The Decision Intelligence Checklist
I use a standardized checklist for every strategy document. This is my "due diligence" standard. If you want to replicate this, run your plan against these five gates before you bring it to a steering committee:
The Premise Check: Does the AI agree with my core assumptions, or are they built on shaky correlations? The Counter-Argument Test: Does the AI provide an argument that I cannot immediately refute with the data on hand? The Economic/Operational Friction: Did I ignore the cost of implementation in favor of the theoretical upside? The "Black Swan" Inquiry: What is the low-probability, high-impact event that kills this initiative? The Citation Audit: Are the facts cited by the AI verifiable? (If the AI can’t point to a specific source or logic path, the claim is discarded).How to Execute a High-Stakes Red Team Session
Don't just upload your PDF and say "Review this." That yields fluff. You need to command the AI to adopt a persona. Here is a template I use. Copy it, refine it, and use it in your next high-stakes planning session.


The Prompt Template
"I am about to present a strategy memo for [Project/Deal]. You are a top-tier management consultant and forensic auditor with a history of killing failing projects early to save the firm. Your goal is not to be helpful—your goal is to identify why this plan will fail.
- Phase 1: Identify the three weakest links in my logic. Phase 2: Provide a counterargument for each point using a 'Devil's Advocate' lens. Phase 3: State clearly: What evidence or data would change your mind to support this plan?
Be brutal. If you make a claim, provide the logical basis. If you don't know the answer, admit it. Do not prioritize being polite over being correct."
Disagreement as a Product Feature
In mid-market deals, I’ve seen teams implode because they assumed consensus was the same thing as alignment. It isn't. Consensus is often just a symptom of everyone being too afraid to ask the hard questions.
When you use AI to generate friction, you are turning disagreement into a product feature. You are forcing the launchbuff.com team to defend their positions, which does one of two things: it either strengthens the plan by hardening the arguments, or it exposes a rot that needed to be cleaned out anyway. Either way, you win.
Managing the AI Risk: My Hallucination Log
I mentioned my "hallucination log." It’s non-negotiable for me.

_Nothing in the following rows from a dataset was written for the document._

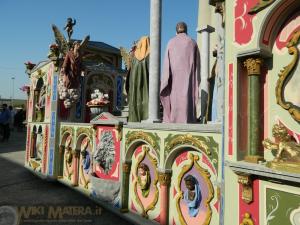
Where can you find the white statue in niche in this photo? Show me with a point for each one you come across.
(105, 151)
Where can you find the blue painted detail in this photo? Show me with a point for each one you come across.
(54, 91)
(51, 157)
(79, 103)
(53, 123)
(119, 91)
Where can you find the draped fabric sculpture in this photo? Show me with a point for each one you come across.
(181, 78)
(138, 81)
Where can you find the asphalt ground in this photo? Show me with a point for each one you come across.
(27, 199)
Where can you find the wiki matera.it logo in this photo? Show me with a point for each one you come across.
(8, 215)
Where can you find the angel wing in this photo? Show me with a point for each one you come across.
(60, 40)
(126, 57)
(84, 42)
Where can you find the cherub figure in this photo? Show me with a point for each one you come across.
(144, 179)
(285, 149)
(69, 83)
(192, 196)
(69, 27)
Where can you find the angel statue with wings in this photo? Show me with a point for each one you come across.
(71, 70)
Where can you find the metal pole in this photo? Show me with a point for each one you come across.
(154, 71)
(13, 91)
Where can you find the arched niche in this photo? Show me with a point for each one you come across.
(190, 162)
(105, 83)
(65, 151)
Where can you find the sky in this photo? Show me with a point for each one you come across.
(26, 29)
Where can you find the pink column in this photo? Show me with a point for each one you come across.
(164, 179)
(76, 156)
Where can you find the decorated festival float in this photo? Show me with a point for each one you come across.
(239, 164)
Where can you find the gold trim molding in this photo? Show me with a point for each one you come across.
(88, 131)
(146, 152)
(164, 178)
(126, 167)
(187, 139)
(206, 175)
(247, 220)
(253, 66)
(285, 73)
(247, 187)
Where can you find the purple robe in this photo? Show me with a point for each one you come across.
(180, 82)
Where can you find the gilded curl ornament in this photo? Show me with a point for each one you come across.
(286, 75)
(286, 150)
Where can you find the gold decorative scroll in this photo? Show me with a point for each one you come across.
(253, 66)
(206, 175)
(261, 5)
(247, 187)
(153, 161)
(144, 136)
(284, 75)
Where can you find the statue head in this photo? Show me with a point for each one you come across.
(143, 169)
(190, 182)
(181, 27)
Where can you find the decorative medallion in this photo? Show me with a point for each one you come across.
(145, 183)
(194, 192)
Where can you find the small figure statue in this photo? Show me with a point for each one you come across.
(285, 148)
(98, 98)
(192, 196)
(69, 84)
(69, 27)
(144, 179)
(40, 105)
(181, 78)
(71, 71)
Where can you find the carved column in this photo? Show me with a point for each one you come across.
(61, 151)
(125, 186)
(247, 187)
(76, 156)
(164, 179)
(154, 70)
(253, 66)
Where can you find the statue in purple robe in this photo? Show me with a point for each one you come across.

Whenever an AI gives me a reason that sounds clever but turns out to be wrong, I log it. It keeps me humble and it reminds me that these tools are probabilistic, not deterministic.
Common AI Traps to Watch For:
- The "Confidence Bias": AI models are trained to be helpful, which often translates to "overconfident." If the AI sounds like a polished executive summary, be twice as suspicious. The Citation Hallucination: Never accept a quote or a study title without a manual search. If it sounds too perfect, it’s probably a hallucination. The Sycophantic Loop: If you prompt in a way that suggests you love the idea, the AI will build a case for you. Always frame your prompt as neutral or negative to force objectivity.
Final Thoughts: The Ops Lead’s Perspective
Decision intelligence isn't about being faster. It’s about being more rigorous. We are currently flooded with tools that promise to automate our way out of hard work. But the hard work of decision-making—the synthesis, the stress-testing, the weighing of risks—cannot be delegated.
Use your AI as the fiercest critic in the room. If your plan can survive a session with a skeptic AI, you’re ready for the board. If it falls apart under the weight of a well-structured counterargument, congratulate yourself—you just saved your company from a bad decision.
Before you trust your next plan, ask yourself: What would change my mind? And then make sure your AI has the teeth to prove you wrong.